Menurut klaim pemerintah dan bekas swapraja, lahan di lokasi proyek berstatus PAG berdasarkan Rijksblad 1918 yang berbunyi “semua tanah tanpa sertifikat eigendom (SHM menurut Agrarische Wet 1870) adalah milik kerajaan”, sedangkan menurut masyarakat terdampak, tanah itu berstatus Hak Milik dan tanah negara berdasarkan sertifikat BPN dan UU No. 5 Tahun 1960. Dalam periode 2008-2012, dinamika sosial dan politik proyek pertambangan pasir besi dan pembangunan pabrik baja tersebut diwarnai oleh sejumlah peristiwa, antara lain: pembakaran posko dan perusakan rumah penduduk oleh massa pro tambang (Kertas Posisi Paguyuban Lahan Pantai Kulon Progo, 2010); pemenjaraan petani[v] (Widodo, 2013, hal 27-32); perumusan dan pengesahan Perda Rencana Tata Ruang dan Wilayah Provinsi DIY tanpa tahap paripurna[vi] (Antoro, 2012); dan perumusan serta pengesahan Rancangan UU Keistimewaan DIY yang menjamin kepemilikan tanah bagi Kasultanan/Pakualaman[vii] (Antoro, 2010). Proyek ini terkendala pengadaan tanah karena lokasi proyek belum disertifikatkan menjadi Hak Milik Kadipaten Pakualaman.

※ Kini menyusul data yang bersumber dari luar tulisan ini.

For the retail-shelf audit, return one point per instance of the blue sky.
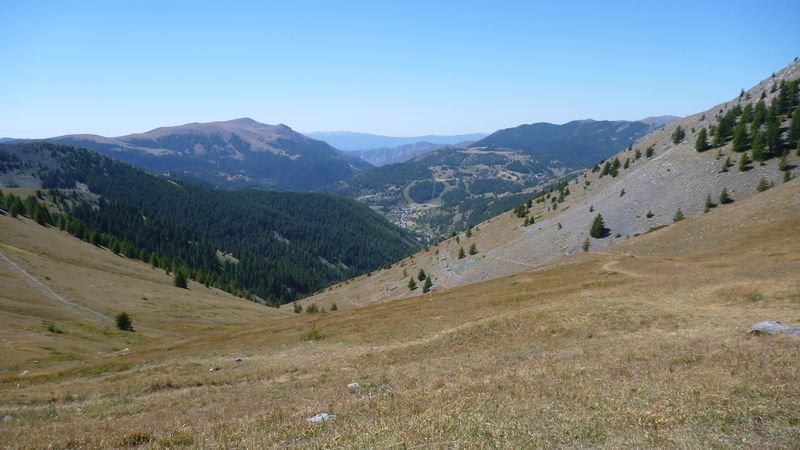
(397, 68)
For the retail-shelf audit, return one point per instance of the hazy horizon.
(400, 70)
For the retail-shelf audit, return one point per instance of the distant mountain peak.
(240, 152)
(244, 121)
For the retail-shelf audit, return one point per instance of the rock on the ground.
(773, 327)
(321, 417)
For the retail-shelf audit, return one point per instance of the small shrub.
(124, 321)
(51, 327)
(313, 334)
(136, 438)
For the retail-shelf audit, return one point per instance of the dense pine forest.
(278, 246)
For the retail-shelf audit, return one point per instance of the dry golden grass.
(640, 346)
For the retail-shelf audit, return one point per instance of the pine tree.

Hingga tulisan ini disusun, pertambangan pasir besi dan pembangunan pabrik baja di pesisir Kulon Progo masih berstatus rencana, padahal hambatan-hambatan hukum di lapangan sudah hampir berakhir. Namun, bukan berarti investasi berhenti. Investor tambang tampaknya menyadari bahwa ketidakpastian hukum atas tanah (belum terbitnya SHM Kadipaten Pakualaman atas PAG) dan lingkungan yang cukup sehat adalah lawan utama. Selama penguasaan fisik kembali (reclaim) dan okupasi terhadap tanah telantar (tanah yang dianggap PAG) untuk pertanian masih terjaga, maka tambang akan sulit masuk. Uniknya, Pakualaman melakukan strategi reclaiming tanah dengan cara melayangkan somasi kepada 3 petani terdampak tambang, strategi ini mulai ditinggalkan gerakan agraria. Ketiadaan infrastruktur menjadi kendala utama. Investor saat ini memilih menangguhkan investasi tambang untuk menunggu kesiapan infrastruktur diimbangi dengan peralihan moda produksi setempat. Keduanya merupakan ancaman bagi penduduk pesisir Kulon Progo yang menempati konsesi tambang, di tengah kesadaran hak-hak keagrariaan semakin langka.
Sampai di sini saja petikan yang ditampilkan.